1. How fine grain is each task? In a traditional matrix multiplication kernel, for example, each thread block is responsible for a small output tile of the resulting matrix. In Mirage's mega kernel, would there correspondingly be a task for each small output tile?

2. How does the Mirage compiler form the task graph? Does it have domain knowledge of every operator's data flow at the granularity of individual elements? Again taking matmul as an example: a given output output tile requires the correspond M_BLOCK rows of the A matrix. If the A matrix was itself an output of a prior matmul (+ nonlinearity), the dependees would be all of output tile tasks corresponding to those M_BLOCK rows of the operator that produced A?


zhihaojia
1. In MPK, each task is mapped to an individual SM. The amount of work handled by a task is similar to that of a thread block in the traditional kernel-per-operator approach.

2. TL;DR: MPK automatically analyzes inter-task dependencies by tracking the input and output tensors associated with each task. A longer version: Longer version: MPK uses imap, omap, and fmap (see Section 2 of the Mirage paper) to determine each task’s input and output tensors. A dependency is introduced between task A and task B if A produces any tensor elements that B consumes—that is, if A's outputs overlap with B's inputs.

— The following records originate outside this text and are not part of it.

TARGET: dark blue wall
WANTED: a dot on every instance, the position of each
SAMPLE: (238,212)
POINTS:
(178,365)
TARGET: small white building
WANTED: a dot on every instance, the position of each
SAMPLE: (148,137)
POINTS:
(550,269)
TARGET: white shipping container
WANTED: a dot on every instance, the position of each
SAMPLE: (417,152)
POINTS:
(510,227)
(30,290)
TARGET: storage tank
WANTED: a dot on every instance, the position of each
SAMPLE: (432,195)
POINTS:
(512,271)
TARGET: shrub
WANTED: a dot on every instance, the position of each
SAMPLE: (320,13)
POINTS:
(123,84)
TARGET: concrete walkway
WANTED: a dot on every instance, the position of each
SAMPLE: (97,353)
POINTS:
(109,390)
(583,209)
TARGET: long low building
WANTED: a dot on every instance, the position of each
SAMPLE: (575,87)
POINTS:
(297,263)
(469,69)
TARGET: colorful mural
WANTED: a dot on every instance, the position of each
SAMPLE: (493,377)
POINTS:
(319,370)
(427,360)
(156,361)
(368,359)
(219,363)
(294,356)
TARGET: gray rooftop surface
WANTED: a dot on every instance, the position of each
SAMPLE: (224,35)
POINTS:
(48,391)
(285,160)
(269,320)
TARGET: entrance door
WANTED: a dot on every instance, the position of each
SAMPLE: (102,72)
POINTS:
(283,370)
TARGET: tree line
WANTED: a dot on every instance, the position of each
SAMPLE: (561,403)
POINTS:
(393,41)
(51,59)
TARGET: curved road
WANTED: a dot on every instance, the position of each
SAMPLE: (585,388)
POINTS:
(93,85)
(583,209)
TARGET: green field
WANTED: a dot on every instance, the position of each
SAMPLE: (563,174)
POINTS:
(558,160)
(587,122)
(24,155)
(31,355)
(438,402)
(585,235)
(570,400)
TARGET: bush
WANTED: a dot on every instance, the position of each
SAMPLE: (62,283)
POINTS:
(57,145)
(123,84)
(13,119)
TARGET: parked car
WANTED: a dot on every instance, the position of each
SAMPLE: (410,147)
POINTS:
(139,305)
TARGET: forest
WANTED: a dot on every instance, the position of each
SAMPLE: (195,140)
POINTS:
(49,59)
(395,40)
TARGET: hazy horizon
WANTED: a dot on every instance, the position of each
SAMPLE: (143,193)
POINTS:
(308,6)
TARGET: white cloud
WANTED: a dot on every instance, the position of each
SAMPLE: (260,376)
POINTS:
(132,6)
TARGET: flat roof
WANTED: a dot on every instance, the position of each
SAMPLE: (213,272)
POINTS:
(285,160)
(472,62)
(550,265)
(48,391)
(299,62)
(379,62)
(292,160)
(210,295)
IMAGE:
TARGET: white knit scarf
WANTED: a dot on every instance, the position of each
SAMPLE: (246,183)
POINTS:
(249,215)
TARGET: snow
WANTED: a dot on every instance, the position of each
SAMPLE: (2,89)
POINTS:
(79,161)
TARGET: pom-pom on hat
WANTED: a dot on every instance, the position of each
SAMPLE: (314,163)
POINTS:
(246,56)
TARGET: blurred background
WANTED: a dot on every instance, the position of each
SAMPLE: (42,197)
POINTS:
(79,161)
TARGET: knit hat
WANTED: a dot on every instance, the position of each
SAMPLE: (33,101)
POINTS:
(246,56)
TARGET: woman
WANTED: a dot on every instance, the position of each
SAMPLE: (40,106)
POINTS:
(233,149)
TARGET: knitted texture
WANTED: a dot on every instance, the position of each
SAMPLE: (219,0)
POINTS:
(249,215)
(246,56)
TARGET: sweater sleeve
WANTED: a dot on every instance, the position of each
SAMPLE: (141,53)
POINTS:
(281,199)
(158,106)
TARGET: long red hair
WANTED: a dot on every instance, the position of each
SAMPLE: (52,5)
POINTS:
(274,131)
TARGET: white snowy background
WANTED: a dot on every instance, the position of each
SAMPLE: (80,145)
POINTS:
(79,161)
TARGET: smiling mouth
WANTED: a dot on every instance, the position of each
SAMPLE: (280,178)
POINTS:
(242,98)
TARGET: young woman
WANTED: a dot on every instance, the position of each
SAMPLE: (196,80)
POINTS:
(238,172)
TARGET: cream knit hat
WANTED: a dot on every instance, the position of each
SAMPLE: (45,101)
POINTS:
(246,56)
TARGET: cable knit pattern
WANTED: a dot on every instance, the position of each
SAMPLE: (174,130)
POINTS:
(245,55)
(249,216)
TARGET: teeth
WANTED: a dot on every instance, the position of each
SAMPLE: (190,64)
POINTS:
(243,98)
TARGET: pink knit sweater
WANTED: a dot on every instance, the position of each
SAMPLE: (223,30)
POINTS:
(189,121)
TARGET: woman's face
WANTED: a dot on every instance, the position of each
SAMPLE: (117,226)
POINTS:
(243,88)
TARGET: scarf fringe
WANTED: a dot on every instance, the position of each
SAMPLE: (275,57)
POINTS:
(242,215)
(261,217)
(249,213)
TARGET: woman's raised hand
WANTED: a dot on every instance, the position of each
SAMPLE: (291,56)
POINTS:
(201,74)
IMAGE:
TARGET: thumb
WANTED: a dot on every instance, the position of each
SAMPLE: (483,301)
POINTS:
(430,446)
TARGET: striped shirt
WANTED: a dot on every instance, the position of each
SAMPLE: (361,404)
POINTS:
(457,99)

> Again taking matmul as an example: a given output output tile requires the correspond M_BLOCK rows of the A matrix. If the A matrix was itself an output of a prior matmul (+ nonlinearity), the dependees would be all of output tile tasks corresponding to those M_BLOCK rows of the operator that produced A?

Exactly. In this case, all output tile tasks that consume those M_BLOCK rows of A will depend on all tasks responsible for producing the corresponding parts of A in the previous operator.